Valuable Russian art seized
Finland announced on Wednesday that its customs service seized Russian artwork that was returning after being loaned to exhibits in the EU and Japan, citing EU sanctions against Moscow over the conflict in Ukraine. The paintings and sculptures in question belong to Moscow’s Tretyakov Gallery and St. Petersburg’s Hermitage Museum, among others, and their value has been estimated at $46 million or more.
The seizure took place over the weekend at Vaalimaa, the busiest crossing on the Finland-Russia border, but Finnish Customs confirmed it at a press conference on Wednesday.
“The shipments that have now come under criminal investigation were detected as part of our customary enforcement work,” Sami Rakshit, the director of enforcement at Finnish Customs, said.
The agency justified the seizure by saying that “a paragraph” of the EU sanctions against Russia – imposed over the course of the past six weeks due to the escalation of hostilities in Ukraine – referred to artwork.
The unspecified number of paintings and sculptures was being stored “with overall consideration for their value, characteristics and safety,” pending a full investigation, Finnish Customs said. The Finnish Foreign Ministry will consult the European Commission about the fate of the works.
According to Russian media, the trucks contained over 200 paintings from the Hermitage and Tretyakov which had been on loan to the ‘Grand Tour: Dreams of Italy from Venice to Pompeii’ exhibit in Milan, Italy.

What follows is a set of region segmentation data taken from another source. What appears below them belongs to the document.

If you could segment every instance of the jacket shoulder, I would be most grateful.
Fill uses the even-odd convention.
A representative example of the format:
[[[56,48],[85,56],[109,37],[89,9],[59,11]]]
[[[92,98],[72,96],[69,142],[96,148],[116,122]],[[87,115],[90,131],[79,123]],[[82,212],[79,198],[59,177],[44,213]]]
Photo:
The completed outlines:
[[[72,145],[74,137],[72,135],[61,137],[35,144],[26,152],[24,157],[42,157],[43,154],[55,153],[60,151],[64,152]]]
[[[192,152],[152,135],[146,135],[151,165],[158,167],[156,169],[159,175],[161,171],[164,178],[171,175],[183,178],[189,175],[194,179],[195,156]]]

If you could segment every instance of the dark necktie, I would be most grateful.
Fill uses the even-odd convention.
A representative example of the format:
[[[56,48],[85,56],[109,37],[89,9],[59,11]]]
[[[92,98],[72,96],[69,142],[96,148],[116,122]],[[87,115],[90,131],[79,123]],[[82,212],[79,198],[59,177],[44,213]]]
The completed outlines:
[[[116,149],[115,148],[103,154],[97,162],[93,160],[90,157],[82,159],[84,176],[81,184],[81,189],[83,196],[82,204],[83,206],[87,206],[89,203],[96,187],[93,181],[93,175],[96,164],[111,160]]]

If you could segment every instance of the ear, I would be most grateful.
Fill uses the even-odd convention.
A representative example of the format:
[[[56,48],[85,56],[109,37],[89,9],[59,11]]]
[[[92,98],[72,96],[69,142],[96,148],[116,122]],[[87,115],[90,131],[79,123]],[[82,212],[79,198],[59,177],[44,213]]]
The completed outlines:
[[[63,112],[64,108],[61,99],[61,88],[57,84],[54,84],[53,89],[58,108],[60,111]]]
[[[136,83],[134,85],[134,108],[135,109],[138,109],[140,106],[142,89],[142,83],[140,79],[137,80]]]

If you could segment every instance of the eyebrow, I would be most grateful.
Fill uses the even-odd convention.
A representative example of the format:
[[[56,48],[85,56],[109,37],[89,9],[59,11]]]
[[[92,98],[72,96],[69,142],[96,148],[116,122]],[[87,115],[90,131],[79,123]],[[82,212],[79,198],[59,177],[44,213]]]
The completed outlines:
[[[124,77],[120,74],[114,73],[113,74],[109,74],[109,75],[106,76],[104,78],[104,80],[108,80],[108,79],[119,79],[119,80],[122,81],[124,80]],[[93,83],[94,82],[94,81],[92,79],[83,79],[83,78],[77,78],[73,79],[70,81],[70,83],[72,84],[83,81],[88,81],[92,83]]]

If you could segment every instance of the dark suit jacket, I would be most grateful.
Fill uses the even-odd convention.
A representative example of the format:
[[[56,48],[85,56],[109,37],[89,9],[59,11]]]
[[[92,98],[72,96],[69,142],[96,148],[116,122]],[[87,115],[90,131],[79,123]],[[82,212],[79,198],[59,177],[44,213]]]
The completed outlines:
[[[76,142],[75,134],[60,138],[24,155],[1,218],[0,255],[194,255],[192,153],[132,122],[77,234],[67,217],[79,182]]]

Another shipment was on exhibit in Japan and was also coming home via Finland.
“We are doing everything to ensure that these works are returned to Russia,” Mikhail Shvidkoy, the special envoy of the Kremlin for international cultural cooperation, told journalists, blaming the “quite complicated” geopolitical situation for the seizure. “But I hope that all things that were taken abroad will return to the Russian Federation in due time.”
Russian conductors, performers, artists, and even cats and trees have found themselves subject to ‘cancelation’ by the US and its allies, after Moscow sent troops into Ukraine in February.
In the most recent incident, Britain’s National Gallery changed the title of an 1890 painting by French impressionist Edgar Degas from ‘Russian Dancers’ to ‘Ukrainian Dancers,’ after a campaign by Ukrainian activists.